THE DEFINITION OF COOL
I personally think that being “cool” comes down
to:
1) Being independent
2) Being indifferent
3) Being funny
4) Being socially adjusted
BEING INDEPENDENT
Independent is the OPPOSITE of “dependent”.
When you act “dependent”, you lean on others,
you look to them for approval, you ask what they
think before you make a decision, you tend to want
to stay physically close to them, and your
feelings tend to depend on what others feel and
think of you.
When you act INDEPENDENT, you lean back, you do
things because YOU decided you wanted to, you
don’t ask others what they think – instead you
decide yourself, you are fine walking away from
your friends for awhile when you’re out, and your
feelings are controlled by what YOU think, not
what others think.
A “dependent” person will go into a bar with
friends, stick close to them all night, ask what
everyone else is drinking before they order, get
upset easily about things that others say, and
constantly be looking for attention and approval
in some way.
An INDEPENDENT person, on the other hand, will
go into a bar with friends and be more likely
to… walk away and look around the place ALONE to
see who’s there – and feel fine about leaving
their friends for awhile and striking up a
conversation with a stranger… They’ll order a
drink if they want, or water if they want – and
not care what everyone else is drinking… They’ll
be cool and calm no matter what happens – even if
others are getting upset around them… And, most
importantly, they aren’t looking to others for
attention and approval. They’re doing their own
thing, and enjoying whatever happens.
BEING INDIFFERENT
Most people in this world are ATTACHED to the
outcomes of things. They’re constantly worrying
about what’s going to happen… and talking about
the future in a fearful, uncertain way.
This type of person always wants to know what
other people think of them, and they’re worrying
about what they should do so other people will
like them. Unfortunately, this almost ALWAYS comes
across as INSECURITY.
An INDIFFERENT person, on the other hand, just
goes about life and takes things as they come.
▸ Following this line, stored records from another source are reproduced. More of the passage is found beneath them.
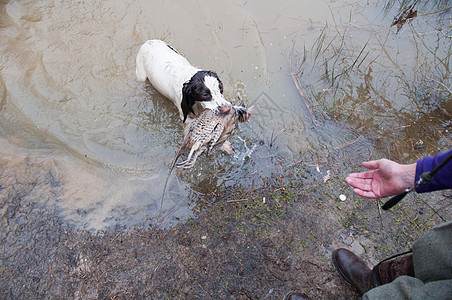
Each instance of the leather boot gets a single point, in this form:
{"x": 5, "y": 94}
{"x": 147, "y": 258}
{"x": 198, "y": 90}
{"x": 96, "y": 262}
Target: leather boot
{"x": 354, "y": 270}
The indifferent person is INDIFFERENT to the
outcome of whatever situation they’re in.
If it’s a man, and he’s approaching a woman, he
will be OK with whatever happens. If she’s nice to
him, great. If she’s uptight, no problem. If she’s
rich, famous, and beautiful… and starts coming
on to him, fine. No big deal.
When you are ATTACHED to the outcome of a
situation, it makes you act all kinds of freaky.
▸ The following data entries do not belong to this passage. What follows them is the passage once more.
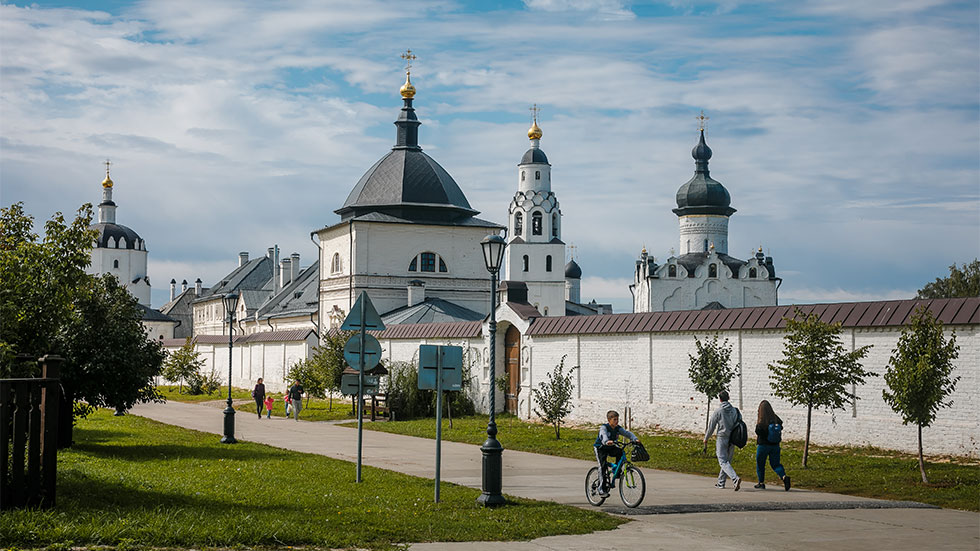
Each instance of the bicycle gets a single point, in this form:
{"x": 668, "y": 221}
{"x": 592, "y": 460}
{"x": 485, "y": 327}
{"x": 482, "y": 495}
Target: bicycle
{"x": 632, "y": 485}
You pause, act nervous, hold back, look for
approval, act insecure… and any of 100 other
unattractive things.
On the other hand, when you’re INDIFFERENT to
the outcome, it makes you MAGNETIC. Especially
when it comes to women and dating. Indifference is
the ultimate way to show a LACK of insecurity in
life.
BEING FUNNY
Humor is magic.
It’s a complete mystery why we find things
“funny” and why we “laugh”.
Crying because someone died makes some logical
sense. It’s a bad thing, and crying expresses a
negative emotion.
But when you see a dog run into a window
because he doesn’t see it… and he gets a
confused look on his face, you LAUGH. What’s with
that?
Humor is interesting to me, in that if you’re
funny, it makes people FEEL GOOD inside. They
laugh, and it triggers positive feelings.
If you’re not naturally funny, it’s a great
skill to learn. Read books. Watch live comedy. Do
whatever it takes to learn how to be funny.
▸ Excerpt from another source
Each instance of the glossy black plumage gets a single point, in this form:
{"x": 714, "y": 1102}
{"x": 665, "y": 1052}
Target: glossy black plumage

Most of the “coolest” guys I know are wickedly
funny. Some of them are only funny on occasion…
but they “get it”… and when they do make a joke,
it’s DAMN funny.
BEING SOCIALLY ADJUSTED
I know that this sounds funny, but most of the
people I know who are “UN-cool” are not very
adjusted socially.
They lack a certain something in the “social
skills” department that makes it OBVIOUS to others
(and especially to women) that they don’t know how
to relate very well to other people. They just
never learned how to make others feel comfortable
around them.
If you’ve ever known an accountant or computer
programmer that was brilliantly smart, but totally
boring, you know what I mean.
If people act kind of nervous, strange, and
uncomfortable when they’re around you, then you
also know where I’m coming from on this.
I can’t teach you how to make people feel
comfortable around you in two sentences, but if
you need to learn how to mix with people socially,
then start PAYING ATTENTION to what’s going on
around you.
Watch how others dress, carry themselves, walk,
and talk. Pay attention to little details… like
saying, “What’s up?” when you meet someone new,
instead of “Hello, pleased to meet you” and such.
…now, is this all there is to being “cool”?
Of course not.
But it’s a great start.
If you can first get yourself to the place
where other people want to be around you just
because they enjoy your company, you’ll find that
taking things to the next level with women will be
about 10 times easier.
cool….
According to one persons personal thoughts of the meaning of the word “cool”. I aggree. He has a good idea.